15.交代
領地案内ツアーで皆がお出かけしているが、領都の門外には数百人の騎士、兵士が野営をしている。ツアーは2泊3日コースなので、この光景があと3日は続くわけだ。周りは麦畑なので、野営のために一部畑が潰されることが残念だけれど仕方ない。刈取り後に来てくれれば良かったのにと考えるのは私だけではないだろう。
そんな中、ブラントンからレオナルドがやって来た。
『相当兵士を連れて来ていますね。大丈夫でしたか?』
『ええ、皆さま紳士でしたよ。今は領地案内でお出かけです。兵士の方々はお留守番ですね。』
と嘘をつく。挨拶をしようとしたマンチカンに軽く威圧を掛けて土下座させたのを見せてやり、宰相が取り繕おうとしたところに追加で土下座させれば、みんな紳士の対応だ。
『レオナルド様はどんな要件でおいでですの?』
私が尋ねると、
『いえ、教皇派の侯爵様たちがこちらにいらっしゃるので、心配でしたので参りました。』
と見え透いた嘘をつく。自分たちが知らない技術が流出していないかの確認だろうに。
貴族の会話をしているわと思わずフフッと笑ってしまった。
そんなレオナルドとの話の中で、
『あの方々は恐らくこちらに来ている文官の入れ替えを申し出ると思います。』
と言う内容があった。来て間がないのにもう入れ替え?
侯爵たちが揃って私に面会を求めてきた。レオナルドの予想を事前に聞いていなければ何の用かと構えていただろう。
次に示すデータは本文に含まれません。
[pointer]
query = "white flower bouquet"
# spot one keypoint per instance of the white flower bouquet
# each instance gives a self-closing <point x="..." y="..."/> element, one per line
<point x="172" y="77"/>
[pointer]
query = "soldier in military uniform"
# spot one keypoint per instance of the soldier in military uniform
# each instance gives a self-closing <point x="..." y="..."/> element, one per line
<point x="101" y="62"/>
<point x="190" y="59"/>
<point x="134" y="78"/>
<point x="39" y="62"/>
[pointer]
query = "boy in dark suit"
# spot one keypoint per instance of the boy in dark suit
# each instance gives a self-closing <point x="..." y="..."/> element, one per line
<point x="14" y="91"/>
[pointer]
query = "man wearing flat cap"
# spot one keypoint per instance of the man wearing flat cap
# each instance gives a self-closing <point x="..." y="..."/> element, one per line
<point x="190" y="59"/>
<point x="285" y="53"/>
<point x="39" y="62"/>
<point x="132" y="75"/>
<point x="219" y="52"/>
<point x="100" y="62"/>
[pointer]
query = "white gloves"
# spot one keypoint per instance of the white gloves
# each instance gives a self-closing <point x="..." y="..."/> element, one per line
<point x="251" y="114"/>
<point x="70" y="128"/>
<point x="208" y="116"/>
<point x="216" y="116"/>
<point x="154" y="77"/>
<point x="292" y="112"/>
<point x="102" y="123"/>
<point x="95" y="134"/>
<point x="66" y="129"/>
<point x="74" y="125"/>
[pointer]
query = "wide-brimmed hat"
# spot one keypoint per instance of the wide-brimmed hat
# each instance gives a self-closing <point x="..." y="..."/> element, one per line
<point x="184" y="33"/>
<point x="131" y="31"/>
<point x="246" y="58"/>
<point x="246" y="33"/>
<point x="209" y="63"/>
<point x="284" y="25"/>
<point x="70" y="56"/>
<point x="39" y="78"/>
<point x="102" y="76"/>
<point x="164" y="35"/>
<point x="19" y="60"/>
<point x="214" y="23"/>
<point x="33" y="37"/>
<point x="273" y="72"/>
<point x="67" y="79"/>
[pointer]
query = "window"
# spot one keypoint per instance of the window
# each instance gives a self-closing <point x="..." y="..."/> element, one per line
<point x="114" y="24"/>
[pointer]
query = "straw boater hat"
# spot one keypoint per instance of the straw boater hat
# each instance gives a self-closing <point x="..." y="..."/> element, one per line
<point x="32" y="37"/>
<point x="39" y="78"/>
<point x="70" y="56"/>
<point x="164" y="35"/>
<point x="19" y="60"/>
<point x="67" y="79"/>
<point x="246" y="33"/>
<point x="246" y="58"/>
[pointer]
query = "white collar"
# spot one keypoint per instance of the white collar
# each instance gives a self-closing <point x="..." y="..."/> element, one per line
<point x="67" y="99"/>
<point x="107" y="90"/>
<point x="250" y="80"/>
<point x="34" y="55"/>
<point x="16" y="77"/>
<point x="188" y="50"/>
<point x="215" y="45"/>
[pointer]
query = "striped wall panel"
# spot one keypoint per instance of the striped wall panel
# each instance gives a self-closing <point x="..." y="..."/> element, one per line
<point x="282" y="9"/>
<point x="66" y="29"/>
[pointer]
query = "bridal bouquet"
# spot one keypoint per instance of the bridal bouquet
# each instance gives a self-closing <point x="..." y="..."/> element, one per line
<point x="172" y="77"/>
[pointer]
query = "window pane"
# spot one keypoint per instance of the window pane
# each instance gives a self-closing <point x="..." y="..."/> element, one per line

先日やって来たばかりとは言え、領地案内ツアーで知り得た内容よりは詳しく知っているはずの文官を連れて帰り、自領に反映させたいと思うのは自然な話だろう。
こちらは頼んで来て貰っている以上、断ることは難しい。
それに、身内だからと言うことで部下用の屋敷に泊まった者たちは、その環境(特にトイレ)に驚き、自分が代わりに残りたいと言っていることがわかっている。水洗トイレなんて多分ここにしかないものね。これに慣れた後に悪臭漂うトイレは辛いことでしょう。
もし私の携帯用おしり洗浄機まで使えたとしたら、取り合いになるでしょうね。
しかも屋内にトイレが設置されているのは侯爵たちにも驚かれている。貴族の用足しは離れ、平民は草むらでというのが常識の世界なのに、屋敷の中にある。天候によってはトイレに行くのも大変だからね。
そんな訳で、要件がわかっている会合は何事もなく進み、交代の人たちと慎二くんが面接して問題がないかを確認する段取りとなった。
人物としては然程の問題はなかった様だけれど、6人帰って16人が交代で来ることになったのは計算外だね。しかも一人は男爵家当主だよ。妻子はどうするつもりなんだろう。よそで男爵でもここでいきなり男爵扱いにはしないよ。
結局交代の人たちも一旦は帰ることになりました。そりゃそうだよね。急に決まったことでお互い何の準備もないんだから。
ただ6人も一緒に帰るので、仕事の計画を変更しないといけなくなった。全員担当がばらばらだったから、メンバー構成も含めて再検討ね、慎二くんが。